I had someone on Twitter lecture me about the importance of timeouts in close games, as I ripped the Packers' staff for not using one during the aforementioned touchdown drive. I get that, but timeouts aren't going to help you late in close games if your team's coach appears to have flunked the Andy Reid School of Clock Management.

McCarthy blew his two remaining timeouts at a bad time during Green Bay's final drive, which was hurt a lot by a sack that was caused by Bryan Bulaga making a rookie mistake and not reading the play properly. That happens, but McCarthy got caught because his team clearly wasn't ready to run a two-minute drill, even though the clock was under a minute and they needed a touchdown.

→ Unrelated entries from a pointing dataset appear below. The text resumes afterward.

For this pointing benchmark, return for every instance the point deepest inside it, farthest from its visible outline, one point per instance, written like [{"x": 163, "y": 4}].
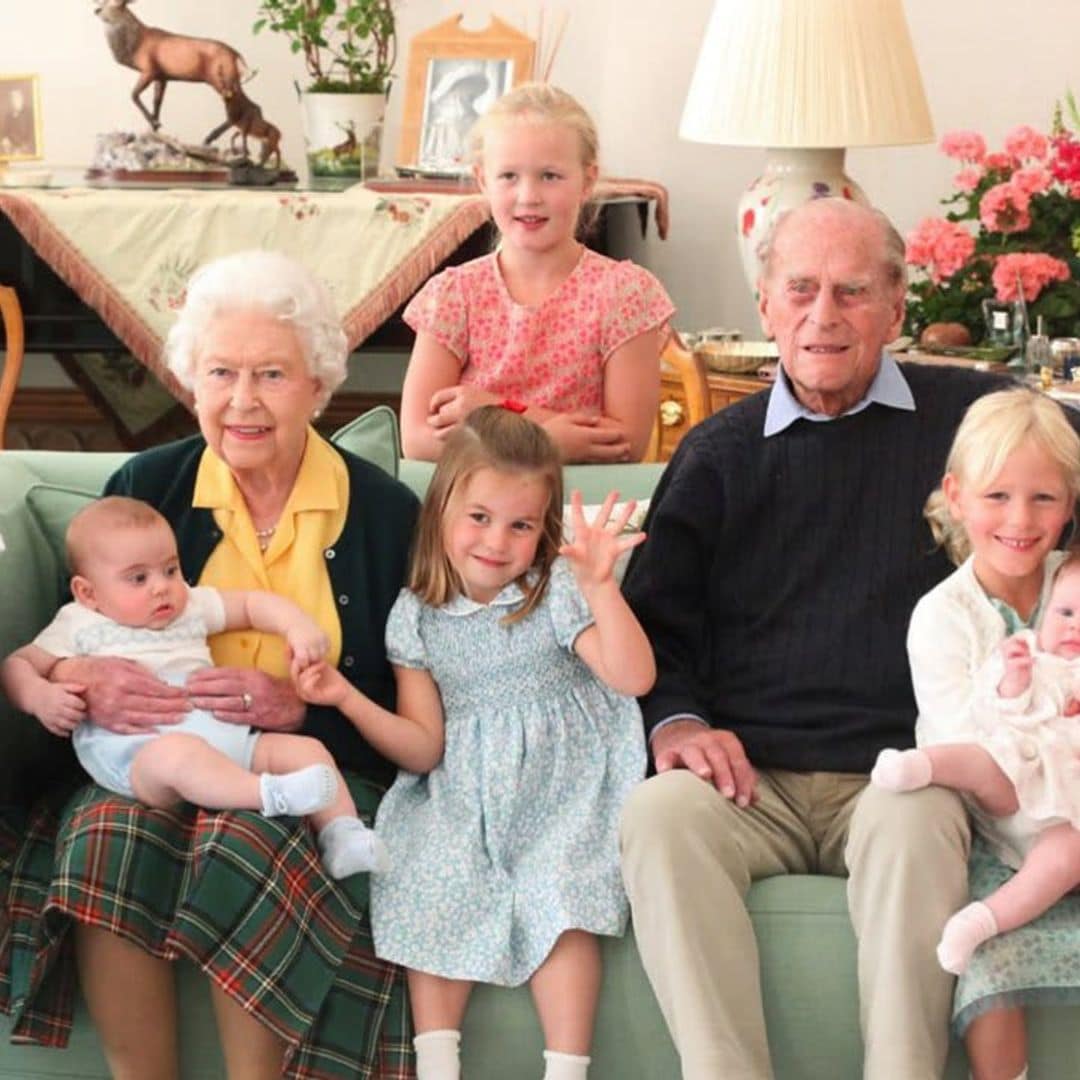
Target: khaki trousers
[{"x": 689, "y": 856}]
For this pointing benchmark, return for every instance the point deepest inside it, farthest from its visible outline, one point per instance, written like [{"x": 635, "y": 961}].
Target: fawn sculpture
[{"x": 246, "y": 117}]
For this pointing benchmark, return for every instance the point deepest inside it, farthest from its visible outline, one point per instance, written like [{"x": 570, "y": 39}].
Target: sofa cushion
[
  {"x": 52, "y": 507},
  {"x": 373, "y": 435},
  {"x": 32, "y": 557}
]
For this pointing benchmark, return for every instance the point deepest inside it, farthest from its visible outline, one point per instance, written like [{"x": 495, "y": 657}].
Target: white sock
[
  {"x": 436, "y": 1055},
  {"x": 558, "y": 1066},
  {"x": 349, "y": 847},
  {"x": 902, "y": 770},
  {"x": 963, "y": 933},
  {"x": 298, "y": 793}
]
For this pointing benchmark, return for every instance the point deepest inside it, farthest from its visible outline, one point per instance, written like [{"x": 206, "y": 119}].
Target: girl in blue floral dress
[{"x": 517, "y": 736}]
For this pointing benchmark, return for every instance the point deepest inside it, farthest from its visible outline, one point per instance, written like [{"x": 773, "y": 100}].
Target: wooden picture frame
[
  {"x": 19, "y": 118},
  {"x": 454, "y": 75}
]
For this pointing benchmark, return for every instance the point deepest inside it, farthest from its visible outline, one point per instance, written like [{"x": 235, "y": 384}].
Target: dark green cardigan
[{"x": 366, "y": 565}]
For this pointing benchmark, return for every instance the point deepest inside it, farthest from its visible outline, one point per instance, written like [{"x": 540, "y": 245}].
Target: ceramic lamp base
[{"x": 791, "y": 177}]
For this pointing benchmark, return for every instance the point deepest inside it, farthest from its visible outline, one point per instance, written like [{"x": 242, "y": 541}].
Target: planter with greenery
[{"x": 349, "y": 48}]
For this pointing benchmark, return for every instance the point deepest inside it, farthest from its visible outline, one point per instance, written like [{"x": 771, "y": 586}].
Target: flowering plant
[{"x": 1025, "y": 202}]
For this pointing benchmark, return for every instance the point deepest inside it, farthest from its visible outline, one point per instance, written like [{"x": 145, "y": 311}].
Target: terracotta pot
[{"x": 948, "y": 334}]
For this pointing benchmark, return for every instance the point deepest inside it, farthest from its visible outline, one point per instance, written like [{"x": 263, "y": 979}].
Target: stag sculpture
[
  {"x": 160, "y": 56},
  {"x": 242, "y": 113}
]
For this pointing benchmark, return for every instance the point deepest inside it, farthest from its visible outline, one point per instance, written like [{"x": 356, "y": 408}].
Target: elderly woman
[{"x": 258, "y": 501}]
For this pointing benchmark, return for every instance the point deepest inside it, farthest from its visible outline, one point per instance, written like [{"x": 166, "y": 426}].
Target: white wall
[{"x": 986, "y": 64}]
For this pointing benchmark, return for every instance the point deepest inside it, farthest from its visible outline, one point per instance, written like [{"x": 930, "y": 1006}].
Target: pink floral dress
[{"x": 552, "y": 354}]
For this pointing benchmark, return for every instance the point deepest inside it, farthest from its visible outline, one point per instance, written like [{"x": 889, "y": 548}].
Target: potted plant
[{"x": 349, "y": 48}]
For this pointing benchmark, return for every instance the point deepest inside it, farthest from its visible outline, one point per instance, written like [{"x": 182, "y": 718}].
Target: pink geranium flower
[
  {"x": 1030, "y": 271},
  {"x": 966, "y": 146},
  {"x": 999, "y": 162},
  {"x": 941, "y": 246},
  {"x": 1035, "y": 179},
  {"x": 968, "y": 178},
  {"x": 1024, "y": 142},
  {"x": 1012, "y": 230},
  {"x": 1003, "y": 208}
]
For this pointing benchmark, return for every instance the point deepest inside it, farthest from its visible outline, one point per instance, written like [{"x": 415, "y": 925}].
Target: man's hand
[
  {"x": 713, "y": 755},
  {"x": 122, "y": 696}
]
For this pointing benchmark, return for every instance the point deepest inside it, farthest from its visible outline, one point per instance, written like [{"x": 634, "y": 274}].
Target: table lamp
[{"x": 806, "y": 79}]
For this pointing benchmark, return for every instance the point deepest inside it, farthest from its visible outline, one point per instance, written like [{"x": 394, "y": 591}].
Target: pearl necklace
[{"x": 265, "y": 536}]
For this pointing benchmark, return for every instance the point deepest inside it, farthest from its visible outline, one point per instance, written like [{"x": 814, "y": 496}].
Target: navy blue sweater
[{"x": 780, "y": 574}]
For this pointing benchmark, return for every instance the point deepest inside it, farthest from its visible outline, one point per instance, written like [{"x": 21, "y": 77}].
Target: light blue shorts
[{"x": 108, "y": 756}]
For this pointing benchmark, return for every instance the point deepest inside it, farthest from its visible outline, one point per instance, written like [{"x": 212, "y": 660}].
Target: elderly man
[{"x": 786, "y": 550}]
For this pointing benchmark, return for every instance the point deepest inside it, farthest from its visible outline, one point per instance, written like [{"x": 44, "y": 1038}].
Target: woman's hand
[
  {"x": 597, "y": 545},
  {"x": 246, "y": 696},
  {"x": 122, "y": 696},
  {"x": 307, "y": 643},
  {"x": 321, "y": 685},
  {"x": 59, "y": 706},
  {"x": 584, "y": 437}
]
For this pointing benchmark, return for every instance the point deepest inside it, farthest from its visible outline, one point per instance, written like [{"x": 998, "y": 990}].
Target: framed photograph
[
  {"x": 19, "y": 118},
  {"x": 454, "y": 76}
]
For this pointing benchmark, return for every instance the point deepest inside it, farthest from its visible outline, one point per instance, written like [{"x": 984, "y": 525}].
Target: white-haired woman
[{"x": 258, "y": 500}]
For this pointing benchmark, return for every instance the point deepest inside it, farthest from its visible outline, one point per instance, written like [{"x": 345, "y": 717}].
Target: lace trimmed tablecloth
[{"x": 127, "y": 254}]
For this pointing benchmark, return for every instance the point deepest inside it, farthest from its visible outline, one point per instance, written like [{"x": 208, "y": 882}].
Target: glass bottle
[{"x": 1038, "y": 353}]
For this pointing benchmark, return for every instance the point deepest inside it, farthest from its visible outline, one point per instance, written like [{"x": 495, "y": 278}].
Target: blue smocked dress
[{"x": 512, "y": 838}]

Given how Green Bay kicked away their three timeouts in the second half, what good did it do to let Tom Brady and the Patriots carve them up on what turned into the winning touchdown drive?

Use a timeout there, get your guys settled, and maybe even make a defensive stop to hold New England to zero or three points. Do that, or take care of business on the goal line earlier in the fourth quarter, and the timeouts don't matter at the end.

Either way, the ultimate responsibility falls on the head coach. While McCarthy has done a good job in many areas this season, he's come up short in others. Despite a myriad of injuries that would have crippled most teams, the Packers are somehow still in control of their playoff fate. Win two home games, and they're in. But while McCarthy has had a few "Coach of the Year" moments this year, he himself has admitted shortcomings in others, most notably the embarrassing loss to Detroit, in which the Packers mustered all of three points against an awful defense.

It might not be time to can the head coach, but how long can management tolerate him not showing improvement -- namely, more consistency -- in his game and clock management?

The Packers have lost four times by three points each and twice by four. That's six losses by a combined total of 20 points. In those losses, the team had the ball, with a chance to win the game late or in overtime, in all but one (the Atlanta game). At some point, they have to find a way to win close games.

Anything less, and it's golfing season early.